Le vicende a cui è andata soggetta l'opera in esame sono state indagate da Alfonso Garuti nella presentazione della tavola dopo i restauri avvenuti nel 1978 (A. Garuti, 1980, pp.12-19). L'opera si trovava in origine nella chiesa di S. Nicolò, nella terza cappella della navata di sinistra, un tempo chiamata del Presepio e di patronato della famiglia Priori. All'inizio del Settecento, forse per passaggio di proprietà, viene sostituito il titolo della cappella: la nuova dedica a Sant'Anna comporta un aggiornamento della tavola, a cui si sostituisce la figura originaria di San Giovanni Battista con quella nuova di Sant'Anna, appunto, e viene cancellata la figura del committente. Il responsabile dell'intervento fu, secondo Garuti, Louis De La Forest, come dimostrerebbero confronti stilistici con interventi del pittore settecentesco nella medesima chiesa. L'allontanamento definitivo dalla cappella è da ritenersi avvenuto nel 1737, con la realizzazione della nuova ancona in scagliola policroma; la tavola continua a rimanere esposta in chiesa, davanti alla cappella di S. Rocco, fino alla alienazione dopo le soppressioni napoleoniche. Entrata a far parte della più importante raccolta d'arte carpigiana del XIX secolo, quella del Canonico Giovanni Franciosi, viene venduta dagli eredi nel 1897 a Pietro Foresti e da costui destinata al Museo Civico, dove è conservata dal 1913.

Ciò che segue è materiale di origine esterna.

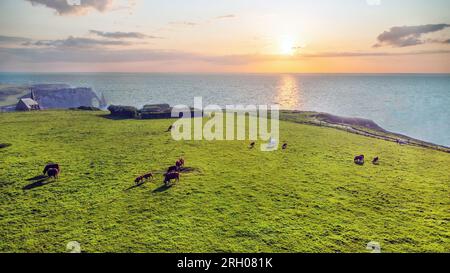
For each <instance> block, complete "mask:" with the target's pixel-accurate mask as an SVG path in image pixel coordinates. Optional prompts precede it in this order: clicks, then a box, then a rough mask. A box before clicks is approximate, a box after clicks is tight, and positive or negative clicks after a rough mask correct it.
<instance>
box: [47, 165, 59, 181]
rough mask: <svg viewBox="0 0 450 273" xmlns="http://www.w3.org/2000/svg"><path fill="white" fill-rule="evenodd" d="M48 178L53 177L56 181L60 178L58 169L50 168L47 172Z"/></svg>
mask: <svg viewBox="0 0 450 273" xmlns="http://www.w3.org/2000/svg"><path fill="white" fill-rule="evenodd" d="M47 175H48V177H50V178H51V177H53V178H54V179H56V178H58V175H59V170H58V169H56V168H50V169H48V170H47Z"/></svg>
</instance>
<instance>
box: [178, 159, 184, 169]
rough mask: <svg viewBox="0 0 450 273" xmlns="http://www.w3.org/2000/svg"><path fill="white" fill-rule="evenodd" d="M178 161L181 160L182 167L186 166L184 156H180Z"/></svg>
mask: <svg viewBox="0 0 450 273" xmlns="http://www.w3.org/2000/svg"><path fill="white" fill-rule="evenodd" d="M178 162H180V166H181V167H184V158H182V157H180V159H178Z"/></svg>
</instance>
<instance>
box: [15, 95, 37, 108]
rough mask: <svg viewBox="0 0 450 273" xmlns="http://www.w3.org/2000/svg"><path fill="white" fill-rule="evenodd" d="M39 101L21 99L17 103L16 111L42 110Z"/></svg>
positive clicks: (16, 105) (29, 99)
mask: <svg viewBox="0 0 450 273" xmlns="http://www.w3.org/2000/svg"><path fill="white" fill-rule="evenodd" d="M40 109H41V108H40V107H39V103H38V102H37V101H35V100H33V99H29V98H24V99H20V100H19V102H18V103H17V105H16V111H33V110H40Z"/></svg>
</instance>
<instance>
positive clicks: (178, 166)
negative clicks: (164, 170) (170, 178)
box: [166, 165, 180, 173]
mask: <svg viewBox="0 0 450 273" xmlns="http://www.w3.org/2000/svg"><path fill="white" fill-rule="evenodd" d="M179 170H180V167H179V166H178V165H177V166H170V167H169V168H168V169H167V172H166V173H173V172H178V171H179Z"/></svg>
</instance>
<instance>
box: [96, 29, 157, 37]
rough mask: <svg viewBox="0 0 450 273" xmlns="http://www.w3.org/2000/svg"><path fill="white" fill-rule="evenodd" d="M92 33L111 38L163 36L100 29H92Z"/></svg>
mask: <svg viewBox="0 0 450 273" xmlns="http://www.w3.org/2000/svg"><path fill="white" fill-rule="evenodd" d="M89 32H90V33H91V34H94V35H97V36H99V37H103V38H111V39H160V38H161V37H157V36H151V35H146V34H143V33H140V32H119V31H116V32H105V31H99V30H90V31H89Z"/></svg>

L'assegnazione della tavola a Bernardino Loschi è recente e riportata dalla letteratura locale del XX secolo. Nonostante il regesto dei documenti relativi al Loschi, condotto recentemente e in maniera approfondita da Morena Leporati (M. Leporati, Bernardino Loschi e Giovanni Del Sega a Carpi: la pittura rinascimentale alla corte di Alberto III Pio, 2 voll., Tesi di laurea, anno acc. 1990-91, Università degli Studi di Bologna), non abbia portato alla luce testimonianze riferibili al rapporto di committenza con la famiglia Priori, i critici concordano nel sostenere l'attribuzione al Loschi per ragioni stilistiche e di riferimento ad altre tre Natività, di cui una, la lunetta ad affresco già nella chiesa della Sagra e ora in Museo, riporta il nome "Rodulfo Priori", il committente raffigurato alla destra della tavola in questione. La morte del Priori nel 1506, costituirebbe la data ante quem per la realizzazione della tavola da parte del Loschi.
La restituzione dell'opera alla sua originaria redazione grazie agli interventi di restauro, ha permesso una più approfondita analisi critica anche dei modi pittorici di Bernardino Loschi. Garuti sottolinea come l'immagine del committente, resa in modo acuto e penetrante, sia "una delle cose più alte del Loschi" (A. Garuti, 1980, p. 16), e la Leporati (M. Leporati, 1990-91, tomo II, p. 222) la definisce un vero e proprio ritratto, estraneo all'atmosfera fiabesca dell'intera composizione, quasi una rappresentazione a sé. Ancora una volta è dimostrato l'eclettismo di Bernardino Loschi, che nonostante il ricordo di motivi arcaici, dimostra di saper fondere diverse culture figurative, legandosi al realismo lombardo e alla più devota pittura ferrarese di primo Cinquecento.